Voxel-based morphometry (VBM) is a fully automated, whole-brain measurement technique that maps the statistical probability of differences in regional tissue volumes or densities between groups (Yu et al., 2008). Gray matter volume (GMV) is a marker of brain atrophy and a potential marker of cognitive function, based on VBM. GMV has been used to analyze differences in brain structure among different groups, in many diseases, including PD (Ashburner and Friston, 2000; Uchida et al., 2019).

Karakis et al. (2016) showed that low 25-hydroxyvitamin D levels were associated with smaller hippocampal volumes and worse neuropsychological functions in a large community-based sample. In our previous study, serum vitamin D levels in PD patients were significantly lower than those in controls. Further, vitamin D was found to have a protective effect on the cognitive functions of PD with non-dementia (PDND) patients (Karakis et al., 2016). Previous studies mostly focused on the relationship between vitamin D and brain volume in Alzheimer disease (AD) and schizophrenia patients (Lee et al., 2021; Shivakumar et al., 2015). The identification in PD patients has received little attention. Therefore, our objective was to investigate the prospective correlations between serum vitamin D levels, cerebral GMV, and cognitive functions in PDND patients.

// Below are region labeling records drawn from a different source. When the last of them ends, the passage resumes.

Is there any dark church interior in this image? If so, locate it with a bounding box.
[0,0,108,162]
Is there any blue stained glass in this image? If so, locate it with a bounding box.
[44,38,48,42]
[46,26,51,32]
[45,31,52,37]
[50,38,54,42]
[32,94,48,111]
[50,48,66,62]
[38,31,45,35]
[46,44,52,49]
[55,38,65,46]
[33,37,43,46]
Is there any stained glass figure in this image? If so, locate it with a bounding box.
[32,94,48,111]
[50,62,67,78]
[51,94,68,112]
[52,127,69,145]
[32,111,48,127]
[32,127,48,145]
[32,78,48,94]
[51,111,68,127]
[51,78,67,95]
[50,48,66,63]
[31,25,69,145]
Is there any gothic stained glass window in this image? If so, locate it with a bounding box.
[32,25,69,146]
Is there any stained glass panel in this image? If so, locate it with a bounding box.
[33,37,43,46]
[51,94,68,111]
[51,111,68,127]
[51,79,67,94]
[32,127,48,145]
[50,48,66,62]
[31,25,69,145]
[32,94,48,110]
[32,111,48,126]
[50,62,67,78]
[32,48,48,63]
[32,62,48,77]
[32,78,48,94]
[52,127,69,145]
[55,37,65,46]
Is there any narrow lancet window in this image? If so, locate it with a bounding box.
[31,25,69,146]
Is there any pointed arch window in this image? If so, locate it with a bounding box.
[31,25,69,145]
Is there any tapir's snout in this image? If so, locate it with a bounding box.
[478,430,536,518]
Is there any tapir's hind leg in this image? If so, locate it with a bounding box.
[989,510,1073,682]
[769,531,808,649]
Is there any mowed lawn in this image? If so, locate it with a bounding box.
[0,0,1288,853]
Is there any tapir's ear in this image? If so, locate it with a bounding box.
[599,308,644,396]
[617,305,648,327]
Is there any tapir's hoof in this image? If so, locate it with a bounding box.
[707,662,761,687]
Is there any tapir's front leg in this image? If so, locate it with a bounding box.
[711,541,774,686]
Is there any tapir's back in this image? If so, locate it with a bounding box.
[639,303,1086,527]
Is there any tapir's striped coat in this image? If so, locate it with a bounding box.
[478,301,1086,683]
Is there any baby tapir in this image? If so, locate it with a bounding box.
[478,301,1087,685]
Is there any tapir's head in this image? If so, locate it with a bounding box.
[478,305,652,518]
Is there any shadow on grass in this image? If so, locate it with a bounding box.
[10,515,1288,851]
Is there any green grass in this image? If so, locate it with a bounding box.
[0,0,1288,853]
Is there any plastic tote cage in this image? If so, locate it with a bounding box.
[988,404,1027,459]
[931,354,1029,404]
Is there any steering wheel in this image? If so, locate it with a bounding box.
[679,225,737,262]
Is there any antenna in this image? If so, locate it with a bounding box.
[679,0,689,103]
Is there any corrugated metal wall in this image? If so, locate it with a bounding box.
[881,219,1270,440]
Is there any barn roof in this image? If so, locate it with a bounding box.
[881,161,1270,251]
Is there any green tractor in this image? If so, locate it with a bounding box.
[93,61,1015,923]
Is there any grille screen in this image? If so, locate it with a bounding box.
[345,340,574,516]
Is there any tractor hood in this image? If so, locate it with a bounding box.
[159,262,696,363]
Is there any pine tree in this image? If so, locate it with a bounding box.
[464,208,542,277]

2 Materials and methods 2.1 Participants

Eligible patients were recruited between January 2016 and March 2018 from the neurology clinic and the inpatient department of the Second Affiliated Hospital of Soochow University. All PDND patients were diagnosed according to the United Kingdom Parkinson’s Disease Society Brain Bank clinical diagnostic criteria and the PDD diagnostic criteria, established by the International Movement Disorders Association, in Emre et al. (2007). The diagnosis of PDD needs to meet the following core features: (1) Diagnosis of Parkinson’s disease according to Queen Square Brain Bank criteria. (2) A dementia syndrome with insidious onset and slow progression, developing within the context of established Parkinson’s disease and diagnosed by history, clinical, and mental examination, defined as: (1) Impairment in more than one cognitive domain; (2) Representing a decline from premorbid level; (3) Deficits severe enough to impair daily life (social, occupational, or personal care), independent of the impairment ascribable to motor or autonomic symptoms (Emre et al., 2007). The patients were divided into PDND group, if they cannot meet the criteria. For comparison, 24 sex-and age-matched healthy volunteers with similar levels of education were recruited as a control group.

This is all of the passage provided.